Many who claim Jesus as their main teacher get lost in the weeds of the dos and don’ts because that is easier than internal transformation and radical inclusion, watering it down to a management system for sins, forgetting that in the context of the time, this letter is really capturing an ancient argument. But because not all of the Christian writings were included in our Bible, we only get one tiny fragment of the bigger discussions being had and the teachings that were shared. As we heard  from the Gospel of Thomas, an early Christian writing that wasn’t included, the spiritual path that Jesus lays out is about connection and integration, being free from whatever stops us from living from our hearts. I am convinced it is a higher level teaching.
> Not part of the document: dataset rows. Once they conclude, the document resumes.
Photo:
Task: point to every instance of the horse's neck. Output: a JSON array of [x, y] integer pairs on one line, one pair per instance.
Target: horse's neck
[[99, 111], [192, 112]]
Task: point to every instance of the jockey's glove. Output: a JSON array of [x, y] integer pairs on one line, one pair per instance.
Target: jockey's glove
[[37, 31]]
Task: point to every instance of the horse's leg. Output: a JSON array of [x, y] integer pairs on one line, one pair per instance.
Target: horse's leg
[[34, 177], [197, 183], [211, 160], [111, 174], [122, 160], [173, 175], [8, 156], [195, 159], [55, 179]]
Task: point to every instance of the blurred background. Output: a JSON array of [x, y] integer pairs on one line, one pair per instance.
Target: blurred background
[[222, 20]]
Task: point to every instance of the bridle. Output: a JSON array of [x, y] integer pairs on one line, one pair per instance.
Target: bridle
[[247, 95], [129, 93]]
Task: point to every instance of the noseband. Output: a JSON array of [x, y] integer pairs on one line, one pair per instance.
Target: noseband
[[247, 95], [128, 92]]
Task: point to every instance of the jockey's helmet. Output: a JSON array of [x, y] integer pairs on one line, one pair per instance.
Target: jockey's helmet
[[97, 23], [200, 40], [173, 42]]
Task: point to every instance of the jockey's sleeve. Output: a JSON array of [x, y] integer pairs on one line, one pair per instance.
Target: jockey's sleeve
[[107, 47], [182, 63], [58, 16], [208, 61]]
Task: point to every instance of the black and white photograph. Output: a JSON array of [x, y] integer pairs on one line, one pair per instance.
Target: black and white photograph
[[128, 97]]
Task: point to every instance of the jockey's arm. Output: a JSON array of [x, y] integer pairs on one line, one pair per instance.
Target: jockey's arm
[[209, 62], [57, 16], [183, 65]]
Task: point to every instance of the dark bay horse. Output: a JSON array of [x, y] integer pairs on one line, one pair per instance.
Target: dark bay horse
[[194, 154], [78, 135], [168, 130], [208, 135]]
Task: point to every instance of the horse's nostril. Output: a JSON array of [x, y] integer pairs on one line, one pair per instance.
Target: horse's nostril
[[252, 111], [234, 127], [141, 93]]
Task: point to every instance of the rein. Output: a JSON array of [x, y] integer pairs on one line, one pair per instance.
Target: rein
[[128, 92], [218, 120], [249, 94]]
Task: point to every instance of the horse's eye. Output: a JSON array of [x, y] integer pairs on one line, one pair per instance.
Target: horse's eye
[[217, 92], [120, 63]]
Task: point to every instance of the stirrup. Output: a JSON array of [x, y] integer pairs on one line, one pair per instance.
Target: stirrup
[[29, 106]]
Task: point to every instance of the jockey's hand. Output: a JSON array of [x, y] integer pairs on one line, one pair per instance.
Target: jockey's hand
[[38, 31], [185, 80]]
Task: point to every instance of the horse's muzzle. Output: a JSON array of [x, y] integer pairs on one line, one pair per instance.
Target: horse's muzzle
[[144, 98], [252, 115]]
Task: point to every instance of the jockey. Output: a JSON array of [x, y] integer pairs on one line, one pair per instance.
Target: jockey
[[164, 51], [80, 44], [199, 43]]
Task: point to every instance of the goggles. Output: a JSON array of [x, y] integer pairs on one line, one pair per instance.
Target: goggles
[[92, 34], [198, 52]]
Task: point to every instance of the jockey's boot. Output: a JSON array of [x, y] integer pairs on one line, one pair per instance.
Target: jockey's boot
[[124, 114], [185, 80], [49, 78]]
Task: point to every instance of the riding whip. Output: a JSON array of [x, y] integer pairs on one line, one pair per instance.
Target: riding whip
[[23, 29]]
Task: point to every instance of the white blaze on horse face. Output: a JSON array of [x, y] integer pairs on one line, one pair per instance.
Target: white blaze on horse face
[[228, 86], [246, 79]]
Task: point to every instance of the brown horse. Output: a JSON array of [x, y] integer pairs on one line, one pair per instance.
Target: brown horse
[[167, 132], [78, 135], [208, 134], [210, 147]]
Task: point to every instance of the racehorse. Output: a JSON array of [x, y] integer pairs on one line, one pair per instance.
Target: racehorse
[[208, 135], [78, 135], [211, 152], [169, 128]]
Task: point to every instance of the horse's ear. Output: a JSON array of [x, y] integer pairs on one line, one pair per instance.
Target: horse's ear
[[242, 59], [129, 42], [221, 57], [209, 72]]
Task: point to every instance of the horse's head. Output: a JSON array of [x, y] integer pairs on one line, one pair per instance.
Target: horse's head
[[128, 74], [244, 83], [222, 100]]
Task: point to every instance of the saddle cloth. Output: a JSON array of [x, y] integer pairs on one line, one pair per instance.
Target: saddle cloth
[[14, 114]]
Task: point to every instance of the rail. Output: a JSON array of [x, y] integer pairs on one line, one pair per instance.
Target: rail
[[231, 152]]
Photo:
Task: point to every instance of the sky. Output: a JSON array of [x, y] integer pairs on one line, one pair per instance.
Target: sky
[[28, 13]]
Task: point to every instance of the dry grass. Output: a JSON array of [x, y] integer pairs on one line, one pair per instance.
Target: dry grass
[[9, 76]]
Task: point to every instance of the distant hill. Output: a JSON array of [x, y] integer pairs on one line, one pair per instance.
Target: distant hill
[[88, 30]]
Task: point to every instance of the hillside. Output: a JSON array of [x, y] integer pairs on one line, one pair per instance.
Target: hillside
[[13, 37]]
You will notice it is not narrative and most of the ones not included are “different.” I am convinced these writings were like Jesus 201. And so I read this text to be more about managing the shadow cast from our ego, it makes sense, “When you make the two one, and when you make the inside as the outside, and the outside as the inside, and the upper as the lower, and when you make the male and the female into a single one, so that the male is not male and the female not female…” I think part of what it is getting at it in its First Century way, when we free ourselves from the illusion of separation, both inside and from each other, when we free ourselves from the illusions of the categories humans created, even of gender, when we stop dividing and separating from God who is the good internally and externally, we shall experience something that can be described as heaven. With more of the pieces put together and looking at more of the early Christian writings, we can see more clearly and ask better questions. How do we remain free from what separates us from all of the parts of ourselves, from the truths of ourselves? How do we remain free s from anything separates us from God who is love? How do we see freedom as relational? What does my freedom mean to yours? We shift to doing the work inside instead of trying to change everything and everyone else.

It is clear to me that the early Christian community was super diverse and looked differently in each of the places it started to form. And I am convinced that this band of believers committed to a higher way, did include everybody. I am convinced that part of why the Jesus movement grew was that it was one of the few places where everyone could be included and belong. You might remember that everything changed in the year 313, that was when Constantine said Christianity was no longer illegal with the Edict of Milan. And I bet there was an impulse to manage this holy chaos a bit.

Freedom isn’t always predictable or easily manageable.

So then what Paul wrote could easily be misinterpreted, turned into a list of things to avoid as religious crowd control, when really he was reminding them that not every choice connects us to one another and to God, not every thing we do will lead to good things, not all of our choices build belonging. Some actions are simply anti-love, separating us from our true selves and from others. It is a reminder that there is a relationship between love and freedom. I am also convinced that part of what made Christianity grow was the fact that everyone belonged. In part because the category of gender wasn’t really recognized once you got to the second level teaching, the higher level work, less public teaching. The male is not male and the female is not female. I am convinced this is what this really means is that none of that matters on the Jesus path. Those are categories that quickly fall away. Another equalizer that changes everything. Everyone, every body has access to the sacred thing. Everyone, every body has a gift to uncover and bring to the group. Everyone, every body belongs. I believe that’s what drew people to him.

Just like the scientists, we are lucky to be alive in an era when religion realized how little we knew! Well in some ways we are learning what we knew before we knew it. The Jesus movement was one where anyone willing to live at higher level was welcome. Everyone belongs! May we continue to live into this in deeper ways!

Communal Reflection

How can we individually and collectively live into our call to more fully being a place and a people where everyone belongs?

Everyone belongs. Thanks be to God! May it be so. Amen.